A statement from the regulator said CMOs have till Saturday, January 31, 2026, to renew their registration, and to make the process seamless, an electronic receipt and processing of applications would commence in the first quarter of 2026.
“These initiatives reflect our commitment to leveraging technology for faster, more transparent, and efficient regulatory processes.
“The commission is taking deliberate steps to make regulatory processes faster, more transparent, and technology-driven. We are investing in automation, database-supervision, and secure infrastructure to improve how we interact with the market,” the Director General of SEC, Mr Emomotimi Agama, was quoted as saying in the statement during an interview in Abuja over the weekend.
He noted that through the digital transformation portal, the organisation has automated registration and licensing end-to-end as operators can now submit applications, upload documents, and track approvals online, cutting down manual processing time and reducing the need for physical visits.
According to him, the agency has also rolled out the Commercial Paper issuance module, which allows operators to file documents, monitor progress, and receive approvals electronically while feedback from early users shows a clear improvement in turnaround time.
“Work is ongoing to automate quarterly and annual returns submissions, with structured templates and system checks to ensure accuracy. A returns analytics dashboard is also in development to support risk based supervision and exception reporting.
“To back these changes, we have started upgrading our IT infrastructure, servers, storage, networks, and security layers, to boost speed and reliability.
“Selective cloud migration is underway for platforms that need scalability and external access, while core internal systems remain on premisev5p for now as we assess security and cost implications.

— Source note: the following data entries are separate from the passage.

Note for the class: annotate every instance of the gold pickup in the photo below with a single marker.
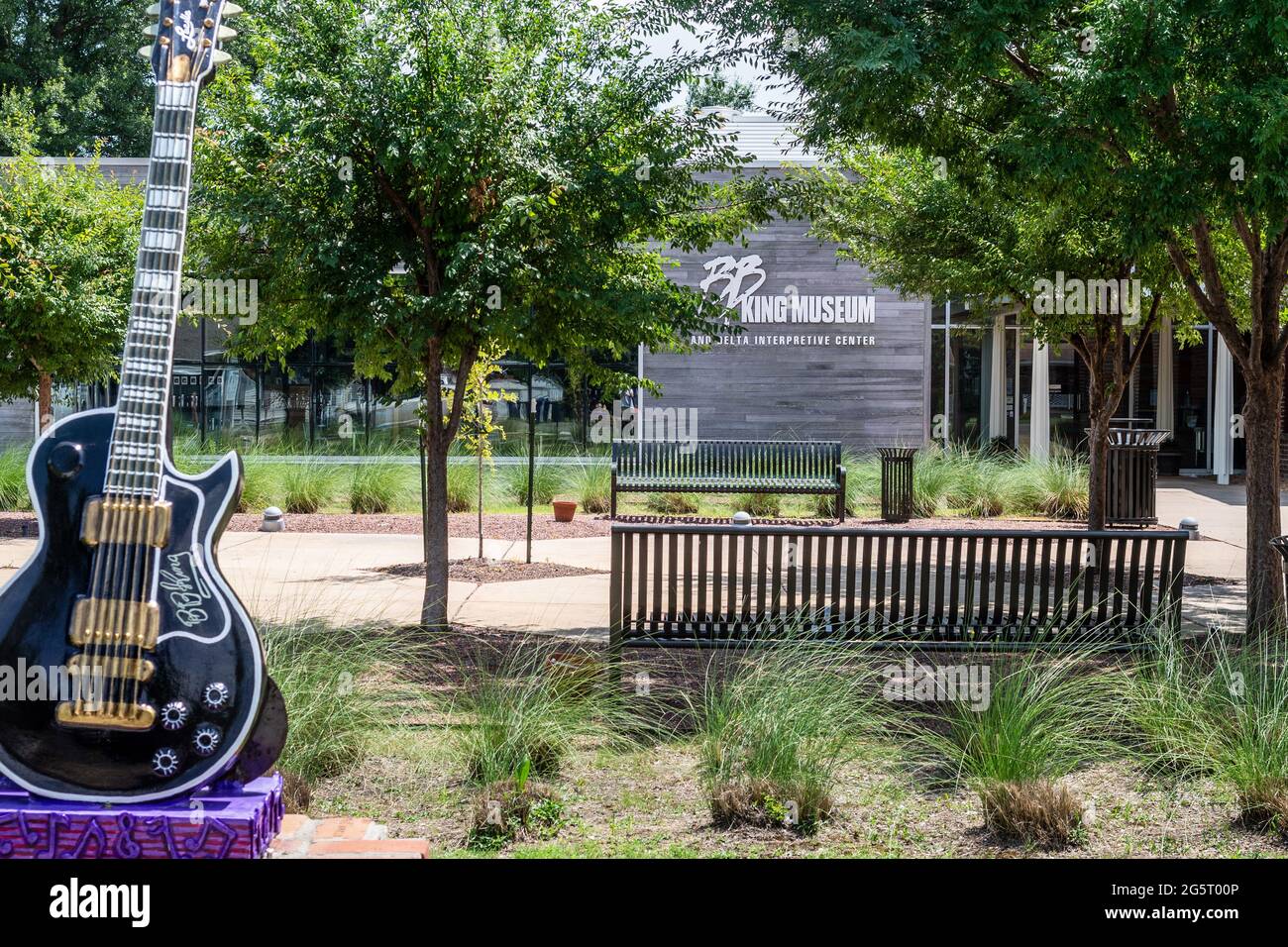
(128, 522)
(104, 621)
(102, 669)
(134, 716)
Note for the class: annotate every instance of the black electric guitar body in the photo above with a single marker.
(207, 681)
(134, 673)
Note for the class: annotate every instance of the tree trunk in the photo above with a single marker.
(1265, 575)
(1098, 454)
(433, 612)
(46, 401)
(481, 502)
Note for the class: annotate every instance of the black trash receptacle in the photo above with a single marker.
(1131, 480)
(1280, 543)
(897, 483)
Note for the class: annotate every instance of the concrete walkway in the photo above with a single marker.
(288, 577)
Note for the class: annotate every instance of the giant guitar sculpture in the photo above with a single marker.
(123, 596)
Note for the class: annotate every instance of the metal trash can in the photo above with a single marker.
(897, 483)
(1131, 480)
(1280, 545)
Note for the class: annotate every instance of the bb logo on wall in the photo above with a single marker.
(738, 278)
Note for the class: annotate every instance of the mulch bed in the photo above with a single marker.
(482, 571)
(496, 526)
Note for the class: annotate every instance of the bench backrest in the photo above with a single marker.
(790, 460)
(729, 585)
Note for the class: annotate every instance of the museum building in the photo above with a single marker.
(823, 354)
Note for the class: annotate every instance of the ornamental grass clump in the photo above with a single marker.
(342, 686)
(522, 712)
(591, 486)
(531, 706)
(13, 479)
(776, 731)
(759, 505)
(378, 486)
(1219, 710)
(307, 487)
(671, 504)
(1046, 714)
(463, 487)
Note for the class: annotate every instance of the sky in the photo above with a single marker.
(743, 71)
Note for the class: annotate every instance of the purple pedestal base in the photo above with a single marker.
(224, 821)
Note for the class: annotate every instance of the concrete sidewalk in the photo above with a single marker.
(292, 575)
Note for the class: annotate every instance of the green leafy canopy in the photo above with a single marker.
(510, 158)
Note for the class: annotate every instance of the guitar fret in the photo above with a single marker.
(134, 460)
(141, 393)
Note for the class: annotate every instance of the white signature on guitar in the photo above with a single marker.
(188, 591)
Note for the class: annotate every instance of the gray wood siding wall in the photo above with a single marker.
(864, 395)
(17, 421)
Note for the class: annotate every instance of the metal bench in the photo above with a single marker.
(726, 467)
(729, 586)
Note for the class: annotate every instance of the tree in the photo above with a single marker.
(1171, 112)
(68, 240)
(76, 59)
(719, 89)
(927, 234)
(426, 182)
(478, 423)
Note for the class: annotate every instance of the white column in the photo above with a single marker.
(1223, 408)
(997, 381)
(1164, 419)
(1039, 407)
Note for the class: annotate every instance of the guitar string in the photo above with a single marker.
(181, 121)
(140, 445)
(179, 125)
(129, 441)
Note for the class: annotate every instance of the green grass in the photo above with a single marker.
(463, 487)
(774, 733)
(671, 504)
(13, 478)
(262, 486)
(591, 486)
(526, 709)
(548, 482)
(340, 688)
(1219, 710)
(378, 486)
(307, 487)
(760, 505)
(1044, 715)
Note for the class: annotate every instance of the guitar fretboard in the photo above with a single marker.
(138, 438)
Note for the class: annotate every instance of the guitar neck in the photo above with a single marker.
(138, 438)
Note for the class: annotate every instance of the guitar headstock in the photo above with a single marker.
(187, 37)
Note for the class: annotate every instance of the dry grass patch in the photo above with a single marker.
(1038, 812)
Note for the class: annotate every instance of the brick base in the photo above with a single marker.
(342, 838)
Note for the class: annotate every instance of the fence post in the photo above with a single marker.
(614, 609)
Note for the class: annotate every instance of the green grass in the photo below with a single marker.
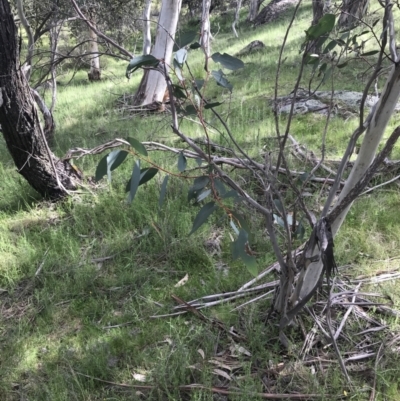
(79, 282)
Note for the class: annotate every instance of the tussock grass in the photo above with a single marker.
(79, 280)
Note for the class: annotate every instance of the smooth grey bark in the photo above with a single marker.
(29, 33)
(236, 19)
(152, 88)
(205, 28)
(146, 27)
(352, 11)
(94, 73)
(253, 10)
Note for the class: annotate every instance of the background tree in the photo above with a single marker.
(20, 123)
(152, 87)
(146, 27)
(352, 12)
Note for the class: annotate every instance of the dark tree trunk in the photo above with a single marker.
(273, 11)
(318, 12)
(352, 12)
(19, 120)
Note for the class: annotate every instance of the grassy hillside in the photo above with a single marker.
(80, 281)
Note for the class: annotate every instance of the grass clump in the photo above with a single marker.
(81, 281)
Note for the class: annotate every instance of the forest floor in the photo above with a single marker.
(81, 281)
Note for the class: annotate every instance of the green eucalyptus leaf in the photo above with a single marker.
(114, 160)
(138, 146)
(182, 163)
(178, 70)
(182, 39)
(238, 248)
(163, 191)
(330, 46)
(203, 195)
(179, 92)
(220, 187)
(135, 180)
(221, 80)
(147, 174)
(242, 220)
(199, 83)
(181, 56)
(227, 61)
(101, 169)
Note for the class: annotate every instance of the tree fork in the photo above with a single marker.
(25, 139)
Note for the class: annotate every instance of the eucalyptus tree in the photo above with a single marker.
(352, 12)
(20, 124)
(152, 88)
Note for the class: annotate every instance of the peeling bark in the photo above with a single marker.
(153, 87)
(19, 120)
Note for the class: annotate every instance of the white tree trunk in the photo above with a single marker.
(381, 115)
(237, 15)
(153, 86)
(253, 10)
(205, 28)
(95, 73)
(29, 33)
(146, 28)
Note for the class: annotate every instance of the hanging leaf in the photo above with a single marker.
(330, 46)
(177, 70)
(141, 61)
(221, 80)
(115, 159)
(179, 92)
(163, 191)
(234, 227)
(238, 249)
(182, 39)
(182, 162)
(203, 195)
(204, 213)
(199, 83)
(327, 75)
(135, 180)
(300, 231)
(227, 61)
(324, 26)
(278, 205)
(101, 169)
(138, 146)
(181, 56)
(220, 187)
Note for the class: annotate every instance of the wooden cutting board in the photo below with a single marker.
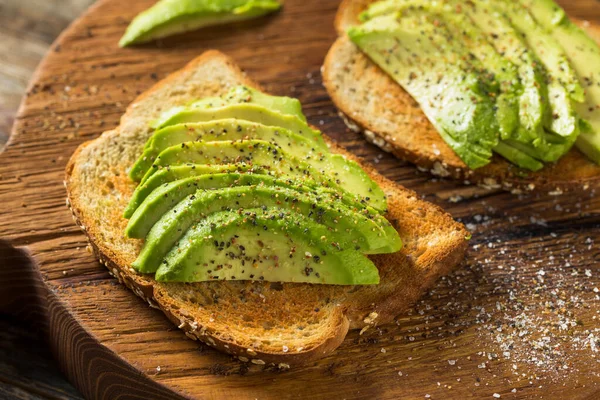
(519, 319)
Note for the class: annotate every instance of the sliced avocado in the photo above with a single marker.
(249, 112)
(498, 31)
(584, 55)
(563, 85)
(368, 221)
(517, 156)
(262, 246)
(500, 74)
(166, 175)
(183, 176)
(169, 17)
(352, 178)
(245, 94)
(226, 129)
(451, 93)
(348, 229)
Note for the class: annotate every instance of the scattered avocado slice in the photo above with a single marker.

“At the same time, we are strengthening data integrity and cybersecurity with vulnerability assessments and planned penetration testing once automation and migration phases are stable.
“These efforts show our commitment to building a modern, resilient regulatory environment that supports efficiency, investor confidence, and market stability,” he stated.
Mr Agama affirmed that the nation’s capital market was clearly on a path toward digital transformation adding that there is an urgent need for regulatory clarity on advanced technologies, targeted support for smaller firms, and capacity-building initiatives.
“A phased and proportionate approach to regulating emerging technologies such as AI is essential, complemented by internal readiness through supervisory technology tools.
“Furthermore, investor education, particularly among younger demographics, will be critical to future-proof participation and drive fintech adoption.
“Innovation is vital, but it must be accompanied by responsibility. As operators embrace automation, artificial intelligence, and data-driven tools, they bear a duty to ensure ethical, secure, and compliant deployment. Safeguarding investor data, preventing market abuse, and maintaining operational resilience are non-negotiable,” he declared.
The SEC DG said that ultimately, responsible technology adoption is about building trust, the cornerstone of our markets saying that trust thrives on fairness, transparency, accountability, and regulatory compliance.
He, therefore, urged operators to uphold these principles adding that it will not only protect investors and systemic stability but also strengthen the long-term credibility and competitiveness of the Nigerian capital market.